I currently do a lot of descriptive analysis in R. I always work with a data.table like df
net <- seq(1,20,by=2)
gross <- seq(2,20,by=2)
color <- c("green", "blue", "white")
height <- c(170,172,180,188)
library(data.table)
df <- data.table(net,gross,color,height)
In order to obtain results, I do apply a lot of filters. Sometimes I use one filter, sometimes I use a combination of multiple filters, e.g.:
df[color=="green" & height>175]
In my real data.table, I have 7 columns and all kind of filter-combinations.
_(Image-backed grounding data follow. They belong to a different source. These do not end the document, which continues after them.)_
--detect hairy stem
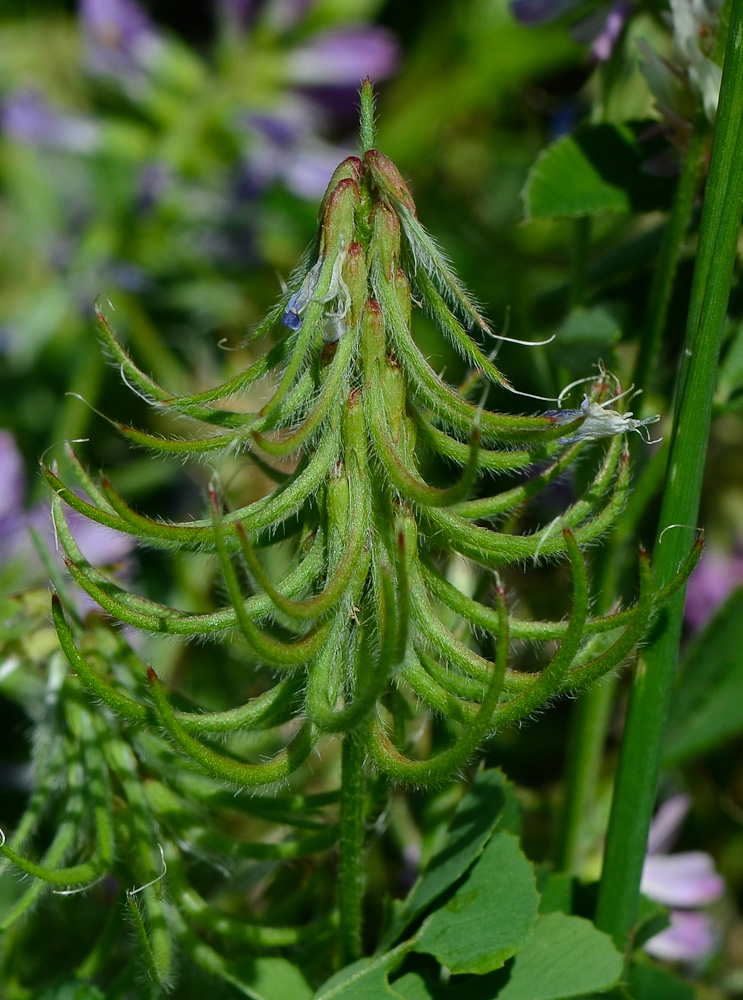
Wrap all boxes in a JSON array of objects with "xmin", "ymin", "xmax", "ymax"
[{"xmin": 338, "ymin": 734, "xmax": 367, "ymax": 965}]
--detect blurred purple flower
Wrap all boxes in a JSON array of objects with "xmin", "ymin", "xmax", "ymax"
[
  {"xmin": 572, "ymin": 0, "xmax": 633, "ymax": 61},
  {"xmin": 644, "ymin": 911, "xmax": 719, "ymax": 963},
  {"xmin": 641, "ymin": 794, "xmax": 725, "ymax": 964},
  {"xmin": 244, "ymin": 104, "xmax": 354, "ymax": 198},
  {"xmin": 684, "ymin": 545, "xmax": 743, "ymax": 631},
  {"xmin": 510, "ymin": 0, "xmax": 632, "ymax": 62},
  {"xmin": 0, "ymin": 432, "xmax": 27, "ymax": 553},
  {"xmin": 79, "ymin": 0, "xmax": 163, "ymax": 82},
  {"xmin": 510, "ymin": 0, "xmax": 581, "ymax": 25},
  {"xmin": 287, "ymin": 25, "xmax": 399, "ymax": 87},
  {"xmin": 1, "ymin": 91, "xmax": 101, "ymax": 154},
  {"xmin": 215, "ymin": 0, "xmax": 256, "ymax": 31},
  {"xmin": 0, "ymin": 431, "xmax": 133, "ymax": 605}
]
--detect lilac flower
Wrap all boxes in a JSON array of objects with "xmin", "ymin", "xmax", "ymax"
[
  {"xmin": 572, "ymin": 0, "xmax": 633, "ymax": 62},
  {"xmin": 684, "ymin": 545, "xmax": 743, "ymax": 631},
  {"xmin": 286, "ymin": 25, "xmax": 400, "ymax": 87},
  {"xmin": 510, "ymin": 0, "xmax": 582, "ymax": 26},
  {"xmin": 244, "ymin": 105, "xmax": 355, "ymax": 199},
  {"xmin": 214, "ymin": 0, "xmax": 256, "ymax": 32},
  {"xmin": 0, "ymin": 432, "xmax": 27, "ymax": 556},
  {"xmin": 641, "ymin": 794, "xmax": 725, "ymax": 963},
  {"xmin": 0, "ymin": 431, "xmax": 133, "ymax": 604},
  {"xmin": 510, "ymin": 0, "xmax": 632, "ymax": 62},
  {"xmin": 1, "ymin": 91, "xmax": 101, "ymax": 154},
  {"xmin": 79, "ymin": 0, "xmax": 163, "ymax": 84}
]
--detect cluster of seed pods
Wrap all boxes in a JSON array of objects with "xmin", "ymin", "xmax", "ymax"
[{"xmin": 44, "ymin": 117, "xmax": 697, "ymax": 793}]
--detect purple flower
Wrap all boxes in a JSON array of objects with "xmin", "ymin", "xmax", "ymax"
[
  {"xmin": 510, "ymin": 0, "xmax": 632, "ymax": 62},
  {"xmin": 0, "ymin": 432, "xmax": 27, "ymax": 553},
  {"xmin": 572, "ymin": 0, "xmax": 633, "ymax": 62},
  {"xmin": 1, "ymin": 91, "xmax": 101, "ymax": 154},
  {"xmin": 0, "ymin": 431, "xmax": 133, "ymax": 606},
  {"xmin": 79, "ymin": 0, "xmax": 163, "ymax": 83},
  {"xmin": 684, "ymin": 545, "xmax": 743, "ymax": 631},
  {"xmin": 287, "ymin": 25, "xmax": 399, "ymax": 88},
  {"xmin": 510, "ymin": 0, "xmax": 582, "ymax": 27},
  {"xmin": 214, "ymin": 0, "xmax": 256, "ymax": 31},
  {"xmin": 244, "ymin": 104, "xmax": 354, "ymax": 199},
  {"xmin": 641, "ymin": 794, "xmax": 725, "ymax": 964}
]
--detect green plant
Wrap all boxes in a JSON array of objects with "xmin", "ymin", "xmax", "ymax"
[{"xmin": 0, "ymin": 81, "xmax": 699, "ymax": 998}]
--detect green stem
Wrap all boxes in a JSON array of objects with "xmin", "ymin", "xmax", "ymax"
[
  {"xmin": 360, "ymin": 78, "xmax": 377, "ymax": 154},
  {"xmin": 338, "ymin": 734, "xmax": 367, "ymax": 965},
  {"xmin": 556, "ymin": 675, "xmax": 616, "ymax": 873},
  {"xmin": 596, "ymin": 0, "xmax": 743, "ymax": 949},
  {"xmin": 571, "ymin": 216, "xmax": 591, "ymax": 309},
  {"xmin": 632, "ymin": 112, "xmax": 708, "ymax": 394}
]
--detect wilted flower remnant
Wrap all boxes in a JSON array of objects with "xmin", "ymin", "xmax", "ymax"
[{"xmin": 37, "ymin": 80, "xmax": 699, "ymax": 793}]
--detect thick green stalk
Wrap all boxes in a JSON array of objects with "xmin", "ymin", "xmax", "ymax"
[
  {"xmin": 557, "ymin": 110, "xmax": 706, "ymax": 865},
  {"xmin": 338, "ymin": 734, "xmax": 367, "ymax": 965},
  {"xmin": 596, "ymin": 0, "xmax": 743, "ymax": 948}
]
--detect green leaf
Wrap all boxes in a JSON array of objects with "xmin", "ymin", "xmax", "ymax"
[
  {"xmin": 414, "ymin": 831, "xmax": 539, "ymax": 974},
  {"xmin": 381, "ymin": 769, "xmax": 518, "ymax": 950},
  {"xmin": 536, "ymin": 870, "xmax": 575, "ymax": 916},
  {"xmin": 424, "ymin": 916, "xmax": 622, "ymax": 1000},
  {"xmin": 715, "ymin": 319, "xmax": 743, "ymax": 411},
  {"xmin": 549, "ymin": 307, "xmax": 621, "ymax": 375},
  {"xmin": 523, "ymin": 123, "xmax": 674, "ymax": 220},
  {"xmin": 37, "ymin": 987, "xmax": 106, "ymax": 1000},
  {"xmin": 627, "ymin": 962, "xmax": 694, "ymax": 1000},
  {"xmin": 394, "ymin": 916, "xmax": 623, "ymax": 1000},
  {"xmin": 633, "ymin": 893, "xmax": 671, "ymax": 949},
  {"xmin": 664, "ymin": 588, "xmax": 743, "ymax": 765},
  {"xmin": 314, "ymin": 947, "xmax": 411, "ymax": 999},
  {"xmin": 493, "ymin": 914, "xmax": 623, "ymax": 999},
  {"xmin": 230, "ymin": 958, "xmax": 313, "ymax": 1000},
  {"xmin": 389, "ymin": 972, "xmax": 434, "ymax": 1000}
]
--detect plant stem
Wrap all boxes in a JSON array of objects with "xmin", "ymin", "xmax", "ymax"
[
  {"xmin": 595, "ymin": 0, "xmax": 743, "ymax": 949},
  {"xmin": 338, "ymin": 734, "xmax": 367, "ymax": 965},
  {"xmin": 360, "ymin": 77, "xmax": 377, "ymax": 154},
  {"xmin": 632, "ymin": 113, "xmax": 707, "ymax": 394},
  {"xmin": 556, "ymin": 675, "xmax": 616, "ymax": 873},
  {"xmin": 571, "ymin": 217, "xmax": 591, "ymax": 309}
]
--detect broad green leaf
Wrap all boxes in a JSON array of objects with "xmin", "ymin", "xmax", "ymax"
[
  {"xmin": 394, "ymin": 916, "xmax": 622, "ymax": 1000},
  {"xmin": 390, "ymin": 972, "xmax": 435, "ymax": 1000},
  {"xmin": 523, "ymin": 123, "xmax": 674, "ymax": 220},
  {"xmin": 664, "ymin": 588, "xmax": 743, "ymax": 764},
  {"xmin": 314, "ymin": 947, "xmax": 411, "ymax": 999},
  {"xmin": 627, "ymin": 962, "xmax": 694, "ymax": 1000},
  {"xmin": 549, "ymin": 306, "xmax": 621, "ymax": 375},
  {"xmin": 382, "ymin": 769, "xmax": 518, "ymax": 950},
  {"xmin": 494, "ymin": 914, "xmax": 623, "ymax": 999},
  {"xmin": 38, "ymin": 986, "xmax": 106, "ymax": 1000},
  {"xmin": 414, "ymin": 831, "xmax": 538, "ymax": 974},
  {"xmin": 405, "ymin": 768, "xmax": 519, "ymax": 917},
  {"xmin": 230, "ymin": 958, "xmax": 313, "ymax": 1000}
]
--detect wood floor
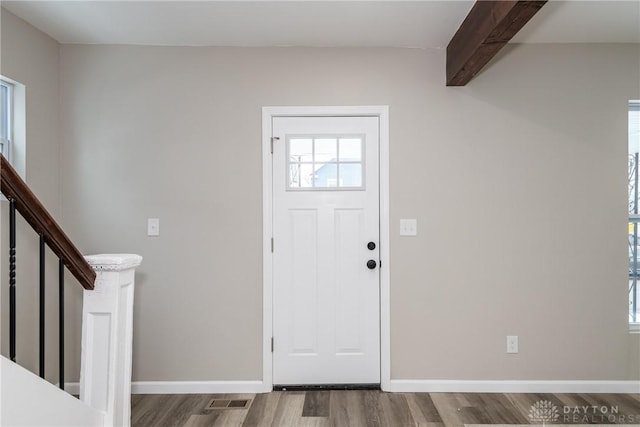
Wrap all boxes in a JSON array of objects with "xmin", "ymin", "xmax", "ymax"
[{"xmin": 131, "ymin": 391, "xmax": 640, "ymax": 427}]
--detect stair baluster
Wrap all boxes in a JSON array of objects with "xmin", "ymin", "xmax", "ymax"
[{"xmin": 9, "ymin": 197, "xmax": 16, "ymax": 362}]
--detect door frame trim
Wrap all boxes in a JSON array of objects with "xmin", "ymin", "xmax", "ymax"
[{"xmin": 261, "ymin": 106, "xmax": 390, "ymax": 392}]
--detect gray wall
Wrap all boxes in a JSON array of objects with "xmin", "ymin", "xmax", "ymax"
[
  {"xmin": 2, "ymin": 8, "xmax": 639, "ymax": 383},
  {"xmin": 0, "ymin": 9, "xmax": 74, "ymax": 383},
  {"xmin": 58, "ymin": 43, "xmax": 640, "ymax": 382}
]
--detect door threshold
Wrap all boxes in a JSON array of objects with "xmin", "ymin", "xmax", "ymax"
[{"xmin": 273, "ymin": 384, "xmax": 381, "ymax": 391}]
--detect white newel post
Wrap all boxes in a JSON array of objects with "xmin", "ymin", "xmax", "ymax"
[{"xmin": 79, "ymin": 254, "xmax": 142, "ymax": 427}]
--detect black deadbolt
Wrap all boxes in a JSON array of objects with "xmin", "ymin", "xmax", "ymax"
[
  {"xmin": 367, "ymin": 260, "xmax": 377, "ymax": 270},
  {"xmin": 367, "ymin": 242, "xmax": 376, "ymax": 250}
]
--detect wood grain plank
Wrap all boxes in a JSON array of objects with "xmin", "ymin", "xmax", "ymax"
[
  {"xmin": 134, "ymin": 394, "xmax": 206, "ymax": 427},
  {"xmin": 572, "ymin": 393, "xmax": 640, "ymax": 424},
  {"xmin": 131, "ymin": 393, "xmax": 146, "ymax": 412},
  {"xmin": 131, "ymin": 394, "xmax": 144, "ymax": 405},
  {"xmin": 405, "ymin": 393, "xmax": 428, "ymax": 426},
  {"xmin": 609, "ymin": 393, "xmax": 640, "ymax": 413},
  {"xmin": 270, "ymin": 392, "xmax": 305, "ymax": 426},
  {"xmin": 460, "ymin": 394, "xmax": 494, "ymax": 424},
  {"xmin": 474, "ymin": 393, "xmax": 527, "ymax": 424},
  {"xmin": 205, "ymin": 393, "xmax": 255, "ymax": 427},
  {"xmin": 430, "ymin": 393, "xmax": 466, "ymax": 427},
  {"xmin": 363, "ymin": 391, "xmax": 385, "ymax": 427},
  {"xmin": 554, "ymin": 392, "xmax": 592, "ymax": 409},
  {"xmin": 378, "ymin": 392, "xmax": 416, "ymax": 427},
  {"xmin": 302, "ymin": 391, "xmax": 331, "ymax": 417},
  {"xmin": 330, "ymin": 390, "xmax": 375, "ymax": 427},
  {"xmin": 504, "ymin": 392, "xmax": 538, "ymax": 421},
  {"xmin": 506, "ymin": 392, "xmax": 565, "ymax": 423},
  {"xmin": 211, "ymin": 408, "xmax": 249, "ymax": 427},
  {"xmin": 288, "ymin": 417, "xmax": 333, "ymax": 427},
  {"xmin": 169, "ymin": 395, "xmax": 214, "ymax": 427},
  {"xmin": 132, "ymin": 394, "xmax": 172, "ymax": 427},
  {"xmin": 412, "ymin": 393, "xmax": 443, "ymax": 423},
  {"xmin": 457, "ymin": 406, "xmax": 491, "ymax": 425},
  {"xmin": 328, "ymin": 391, "xmax": 354, "ymax": 427},
  {"xmin": 130, "ymin": 391, "xmax": 640, "ymax": 427},
  {"xmin": 405, "ymin": 393, "xmax": 446, "ymax": 427},
  {"xmin": 242, "ymin": 392, "xmax": 282, "ymax": 427},
  {"xmin": 183, "ymin": 414, "xmax": 221, "ymax": 427},
  {"xmin": 496, "ymin": 392, "xmax": 531, "ymax": 424}
]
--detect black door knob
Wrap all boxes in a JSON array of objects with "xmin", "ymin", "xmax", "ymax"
[
  {"xmin": 367, "ymin": 242, "xmax": 376, "ymax": 250},
  {"xmin": 367, "ymin": 260, "xmax": 377, "ymax": 270}
]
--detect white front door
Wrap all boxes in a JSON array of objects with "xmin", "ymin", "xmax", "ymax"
[{"xmin": 272, "ymin": 116, "xmax": 380, "ymax": 385}]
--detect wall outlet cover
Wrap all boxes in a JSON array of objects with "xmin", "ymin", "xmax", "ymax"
[{"xmin": 400, "ymin": 219, "xmax": 417, "ymax": 236}]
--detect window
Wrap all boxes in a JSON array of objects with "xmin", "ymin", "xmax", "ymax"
[
  {"xmin": 287, "ymin": 135, "xmax": 364, "ymax": 190},
  {"xmin": 628, "ymin": 100, "xmax": 640, "ymax": 326},
  {"xmin": 0, "ymin": 79, "xmax": 13, "ymax": 161}
]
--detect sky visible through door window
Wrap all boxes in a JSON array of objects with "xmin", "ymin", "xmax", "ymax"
[{"xmin": 288, "ymin": 135, "xmax": 364, "ymax": 190}]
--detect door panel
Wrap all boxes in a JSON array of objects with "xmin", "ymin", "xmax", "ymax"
[
  {"xmin": 290, "ymin": 209, "xmax": 318, "ymax": 355},
  {"xmin": 272, "ymin": 116, "xmax": 380, "ymax": 385},
  {"xmin": 334, "ymin": 208, "xmax": 365, "ymax": 355}
]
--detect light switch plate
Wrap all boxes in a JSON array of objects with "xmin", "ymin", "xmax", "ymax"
[
  {"xmin": 400, "ymin": 219, "xmax": 417, "ymax": 236},
  {"xmin": 147, "ymin": 218, "xmax": 160, "ymax": 236}
]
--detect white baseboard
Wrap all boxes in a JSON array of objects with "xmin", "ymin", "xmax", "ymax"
[
  {"xmin": 388, "ymin": 380, "xmax": 640, "ymax": 393},
  {"xmin": 63, "ymin": 380, "xmax": 267, "ymax": 395},
  {"xmin": 131, "ymin": 381, "xmax": 267, "ymax": 394},
  {"xmin": 62, "ymin": 379, "xmax": 640, "ymax": 395}
]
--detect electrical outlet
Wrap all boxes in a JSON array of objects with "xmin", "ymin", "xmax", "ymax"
[
  {"xmin": 400, "ymin": 219, "xmax": 417, "ymax": 236},
  {"xmin": 506, "ymin": 335, "xmax": 518, "ymax": 353}
]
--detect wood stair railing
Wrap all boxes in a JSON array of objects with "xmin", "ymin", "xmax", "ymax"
[
  {"xmin": 1, "ymin": 154, "xmax": 95, "ymax": 289},
  {"xmin": 1, "ymin": 155, "xmax": 141, "ymax": 424},
  {"xmin": 2, "ymin": 153, "xmax": 96, "ymax": 385}
]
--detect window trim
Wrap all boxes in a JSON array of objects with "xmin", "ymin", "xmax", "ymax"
[
  {"xmin": 629, "ymin": 100, "xmax": 640, "ymax": 331},
  {"xmin": 1, "ymin": 78, "xmax": 14, "ymax": 163}
]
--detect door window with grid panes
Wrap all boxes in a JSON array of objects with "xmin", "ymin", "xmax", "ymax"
[{"xmin": 287, "ymin": 136, "xmax": 364, "ymax": 190}]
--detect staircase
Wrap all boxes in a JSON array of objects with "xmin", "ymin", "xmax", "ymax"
[
  {"xmin": 2, "ymin": 355, "xmax": 105, "ymax": 426},
  {"xmin": 0, "ymin": 155, "xmax": 142, "ymax": 427}
]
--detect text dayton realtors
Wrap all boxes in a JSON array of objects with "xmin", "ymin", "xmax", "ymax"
[{"xmin": 562, "ymin": 405, "xmax": 636, "ymax": 424}]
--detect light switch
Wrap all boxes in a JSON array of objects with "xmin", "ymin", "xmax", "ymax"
[
  {"xmin": 147, "ymin": 218, "xmax": 160, "ymax": 236},
  {"xmin": 400, "ymin": 219, "xmax": 417, "ymax": 236}
]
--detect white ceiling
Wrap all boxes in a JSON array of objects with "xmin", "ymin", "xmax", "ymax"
[{"xmin": 2, "ymin": 1, "xmax": 639, "ymax": 49}]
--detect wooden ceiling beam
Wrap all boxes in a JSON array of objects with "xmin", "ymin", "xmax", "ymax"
[{"xmin": 446, "ymin": 0, "xmax": 547, "ymax": 86}]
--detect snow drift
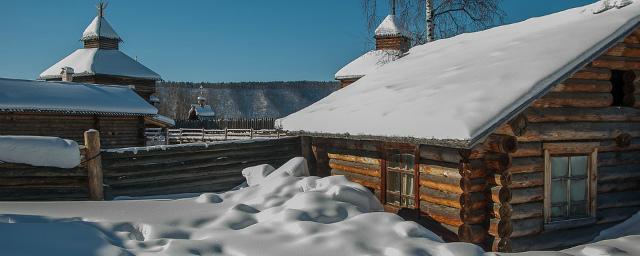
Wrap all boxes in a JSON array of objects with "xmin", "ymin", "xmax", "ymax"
[
  {"xmin": 0, "ymin": 136, "xmax": 80, "ymax": 168},
  {"xmin": 0, "ymin": 157, "xmax": 482, "ymax": 256}
]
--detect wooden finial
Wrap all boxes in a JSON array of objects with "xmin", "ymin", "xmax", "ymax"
[
  {"xmin": 97, "ymin": 2, "xmax": 107, "ymax": 17},
  {"xmin": 392, "ymin": 0, "xmax": 396, "ymax": 15}
]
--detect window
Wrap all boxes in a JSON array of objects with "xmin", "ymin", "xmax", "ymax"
[
  {"xmin": 610, "ymin": 70, "xmax": 635, "ymax": 107},
  {"xmin": 544, "ymin": 143, "xmax": 598, "ymax": 227},
  {"xmin": 385, "ymin": 150, "xmax": 416, "ymax": 208}
]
Since I always address the same data.table, I'd like to find the most efficient way to filter the data.
So far, my files are organized like this (bottom-up):
- execution level: multiple R-scripts with a very specific job (no interaction between them) that calculate and write the results to an excel file using
XL Connect
- source file: this file receives a pre-filtered data.table and sources all files from the execution level. It is necessary in case I add/remove files on the execution level.
- filter files: read the data.table and apply one or multiple filters, as shown above with
df_green_high
. By filtering, filter files create a new data.table and source the "source file" with this new filtered table.
I am currently challenged, since I have too many filter files. Having 7 variables, there is such a large number of combinations of filter, so I'll get lost sooner or later.
How can I do my analysis more efficient (reduce the number of "filter files"?)
How can I conveniently name the exported files according to the filters used?
I have read Workflow for statistical analysis and report writing and some other similar questions. However, in this case, I always refer to the same basic table, so there should be a more efficient way. I do not have a CS background, so any help is highly appreciated. On SOF, I also read about creating a package
, but I am not sure if this reasonable.